Marching lockstep with the Obama administration, Dreyfus told a government security conference in Canberra in August that Snowden and US soldier Bradley Manning were not whistleblowers because Washington had not violated any laws. “Where an activity has been authorised under law and overseen by appropriate government bodies and where no wrongdoing has been identified, the disclosure of information is not ‘whistleblowing,’” he declared.
During six years in office, the Rudd and Gillard Labor governments were responsible for a further expansion of Australia’s domestic and international spying operations and laid the legal foundations to give the secret police agencies a virtual carte blanche in all their activities.

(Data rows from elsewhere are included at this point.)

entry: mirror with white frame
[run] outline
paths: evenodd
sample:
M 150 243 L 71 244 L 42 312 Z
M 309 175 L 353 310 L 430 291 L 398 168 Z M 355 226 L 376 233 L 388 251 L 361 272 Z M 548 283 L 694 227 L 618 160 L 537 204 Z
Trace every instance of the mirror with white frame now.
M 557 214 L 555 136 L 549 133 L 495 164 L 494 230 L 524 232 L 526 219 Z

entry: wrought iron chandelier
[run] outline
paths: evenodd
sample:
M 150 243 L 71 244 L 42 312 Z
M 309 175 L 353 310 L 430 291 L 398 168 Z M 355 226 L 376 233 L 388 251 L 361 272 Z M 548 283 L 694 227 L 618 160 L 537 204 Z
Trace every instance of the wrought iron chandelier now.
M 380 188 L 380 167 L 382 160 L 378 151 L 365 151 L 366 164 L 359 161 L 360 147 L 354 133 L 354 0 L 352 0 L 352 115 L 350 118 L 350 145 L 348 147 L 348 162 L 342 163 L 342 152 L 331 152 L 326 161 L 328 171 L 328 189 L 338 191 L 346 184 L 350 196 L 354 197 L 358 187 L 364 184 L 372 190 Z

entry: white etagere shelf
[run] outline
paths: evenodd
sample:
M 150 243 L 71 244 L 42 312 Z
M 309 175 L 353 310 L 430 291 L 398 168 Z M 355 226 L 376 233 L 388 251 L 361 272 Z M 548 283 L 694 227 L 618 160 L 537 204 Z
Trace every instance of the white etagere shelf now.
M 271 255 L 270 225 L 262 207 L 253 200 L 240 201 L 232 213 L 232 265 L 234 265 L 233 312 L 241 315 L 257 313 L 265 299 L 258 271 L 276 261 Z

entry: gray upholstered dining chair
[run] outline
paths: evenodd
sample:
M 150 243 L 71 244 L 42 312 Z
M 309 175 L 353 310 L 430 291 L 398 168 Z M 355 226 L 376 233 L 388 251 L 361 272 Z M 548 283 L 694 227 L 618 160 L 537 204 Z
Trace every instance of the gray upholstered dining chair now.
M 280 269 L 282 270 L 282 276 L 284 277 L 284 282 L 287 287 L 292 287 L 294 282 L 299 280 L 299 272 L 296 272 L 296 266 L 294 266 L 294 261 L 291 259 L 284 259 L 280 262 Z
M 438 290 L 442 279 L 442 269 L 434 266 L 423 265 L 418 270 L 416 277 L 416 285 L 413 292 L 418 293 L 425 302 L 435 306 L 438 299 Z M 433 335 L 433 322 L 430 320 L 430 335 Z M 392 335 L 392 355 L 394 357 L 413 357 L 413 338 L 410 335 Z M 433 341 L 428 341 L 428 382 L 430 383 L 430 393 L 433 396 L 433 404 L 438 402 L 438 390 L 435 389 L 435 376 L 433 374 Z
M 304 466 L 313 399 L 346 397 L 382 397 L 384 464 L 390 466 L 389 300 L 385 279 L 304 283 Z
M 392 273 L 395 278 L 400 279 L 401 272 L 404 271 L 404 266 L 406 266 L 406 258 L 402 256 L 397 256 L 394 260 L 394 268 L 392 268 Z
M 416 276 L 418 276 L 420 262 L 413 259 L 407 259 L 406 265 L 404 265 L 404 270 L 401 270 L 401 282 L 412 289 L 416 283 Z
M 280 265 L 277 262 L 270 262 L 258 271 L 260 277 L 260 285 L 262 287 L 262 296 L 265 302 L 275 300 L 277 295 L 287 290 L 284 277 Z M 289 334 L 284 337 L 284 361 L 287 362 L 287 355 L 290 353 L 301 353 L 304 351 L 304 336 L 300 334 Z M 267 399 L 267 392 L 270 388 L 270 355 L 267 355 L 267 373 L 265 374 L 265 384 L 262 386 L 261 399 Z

Labor changed the law to allow the domestic intelligence service, the Australian Security Intelligence Organisation (ASIO), to spy overseas on anyone deemed to be a threat to “national economic well-being,” “security” or “foreign relations” (see: “Australian government expands spy agency’s powers”) and signed a series of statements with the US to increase intelligence sharing between the two governments.
The Age newspaper reported this year that Washington’s illegal drone assassination program in Central Asia and the Middle East was “critically dependent” on the US-Australian Joint Defence Facility at Pine Gap, in central Australia. Pine Gap, the news outlet revealed, was used to locate the targets marked for extrajudicial execution by President Barack Obama and his officials.
In September, the Guardian and New York Times reported that the ASD (Australian Signals Directorate) has access to an NSA program, codenamed Bullrun, that can decrypt millions of email, phone calls and online business transactions in Australia. ASD is also in partnership with the British, American and Singaporean intelligence agencies to tap undersea fibre-optic telecommunications cables linking Australia, Asia, Europe and the Middle East.
The Gillard and Rudd Labor governments sought even greater powers for Australia’s intelligence agencies. Wide-ranging proposals made in June this year by the Parliamentary Joint Committee on Intelligence will bolster Australia’s terror laws and extend the repressive activities of the spy apparatuses.
One of the proposals is for the removal of all restrictions on domestic spying by the ASD and the overseas spy agency, the Australian Secret Intelligence Service (ASIS, equivalent of the CIA). Under current law, these agencies need ministerial authorisation to conduct spying operations within Australia. Other proposals include the prosecution of anyone who fails to decrypt communications and electronic files when ordered to do so by the spy or police agencies.
Although these measures were put on hold, pending the outcome of the September 7 federal election, they will undoubtedly be taken forward by the Liberal-National coalition government of Prime Minister Tony Abbott.
Attorney-General George Brandis refused to comment on the recent Freedom of Information documents. He also refused to respond to questions about the Parliamentary Joint Committee on Intelligence proposals, but the Liberal-National Coalition endorsed the committee’s recommendations. With the backing of the Labor opposition, the Abbott government is likely to proceed rapidly to implement these measures.
As Edward Snowden’s revelations demonstrate, the vast powers and surveillance operations of the intelligence apparatus have nothing to do with “combating terrorism.” They are directed against millions of ordinary people amid deep concerns in ruling circles in the US and internationally about the rise of social discontent and political opposition.